出来なきゃ、免許を交付なんてさせて貰えてないし。
「しかもこれ、順番に埋まってますよ」
「惜しかったんだよなぁ~…」
「何が?」
「折角、一種までコンプリートしたのに、途中から制度改正したから台無しなんだよ」
「よりにもよって
だってさ、やっぱし行けるなら、とことんまで行きたくならない?
ちゃんと全部埋まってると、見てても気持ちいいし。
「また一つ、博士の謎が明らかになった……」
「先生が運転免許を持ってたなんて……それなら、休みの日には二人で一緒にドライブなんかして……キャッ♡」
なんかオルガが乙女になってるけど、敢えてツッコまないからな~。
「それよりも、もう一回分残ってるだろ? ちゃっちゃとやりな」
「は~い。えい」
二回目となると少しは吹っ切れたのか、さっきまでの緊張感は無くなっていて、軽く石を投げて召喚を始めた。
「今度はどんな人かな~?」
「理想としては、もう一人ぐらい後方支援役が欲しい所なんだけどな……」
なんて話している間に召喚が完了したようで、収束した光が人の形になっていく。
おや? 今度のは完全に見知らぬサーヴァントのようだ。
一体、どこの英霊なのかな?
「わ……超美形のイケメンだ……」
「あの恰好は…サムライ…ですか?」
マシュの言う通り、召喚されたのは明らかに和風な英霊。
紺色の陣羽織にポニーテールに纏めた長い髪。
不思議と、同じポニーテールなのにロマニよりはウザくない。
「なんか凄く失礼な事を言われた気がする」
なんか言ってるアホポニテは無視して。
何よりも特徴的なのは、背中に背負っている長刀。
俺の見間違えじゃなければ、あれは……。
「アサシンのサーヴァント『佐々木小次郎』。そなたが私のマスターか?」
やっぱりかよ……。
単純な剣の腕ならば、日本は愚か、世界規模で見ても最強クラスの剣士が召喚されちまった……しかも、なんでかアサシンで。

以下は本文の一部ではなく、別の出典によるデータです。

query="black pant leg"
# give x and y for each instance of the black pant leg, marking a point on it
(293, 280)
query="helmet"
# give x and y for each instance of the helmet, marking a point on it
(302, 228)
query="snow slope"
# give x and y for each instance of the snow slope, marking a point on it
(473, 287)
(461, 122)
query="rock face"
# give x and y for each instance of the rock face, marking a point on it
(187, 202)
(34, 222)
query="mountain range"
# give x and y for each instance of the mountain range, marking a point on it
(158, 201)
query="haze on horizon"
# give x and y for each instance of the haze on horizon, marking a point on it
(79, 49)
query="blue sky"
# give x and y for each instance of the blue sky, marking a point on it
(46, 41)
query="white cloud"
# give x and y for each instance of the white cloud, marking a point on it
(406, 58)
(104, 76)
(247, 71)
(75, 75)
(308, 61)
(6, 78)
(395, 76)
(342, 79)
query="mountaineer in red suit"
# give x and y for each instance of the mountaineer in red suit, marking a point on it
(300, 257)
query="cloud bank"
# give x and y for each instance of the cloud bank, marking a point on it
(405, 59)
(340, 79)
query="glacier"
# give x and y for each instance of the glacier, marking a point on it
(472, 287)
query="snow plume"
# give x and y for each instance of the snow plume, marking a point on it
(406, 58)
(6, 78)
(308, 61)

疑問は残りまくるが…それは追々、調べていけばいいか。
今は、純粋に戦力が増えたことを喜ぼう。
そんなわけで、取り敢えずの初期メンバーは揃いました。
結果的に時事ネタになってしまいましたが、別に意識してやったわけじゃありません。
これからの展開を考えると、普通にこれがベストだったんですよね。
一応、それぞれに召喚したサーヴァントを載せておきましょうか。
もっちー:アルトリア(セイバー)。メドゥーサ(ライダー)。エミヤ(アーチャー)
メディア(キャスター)。ダ・ヴィンチ(キャスター)
ぐだ子:クー・フーリン(ランサー)。佐々木小次郎(アサシン)。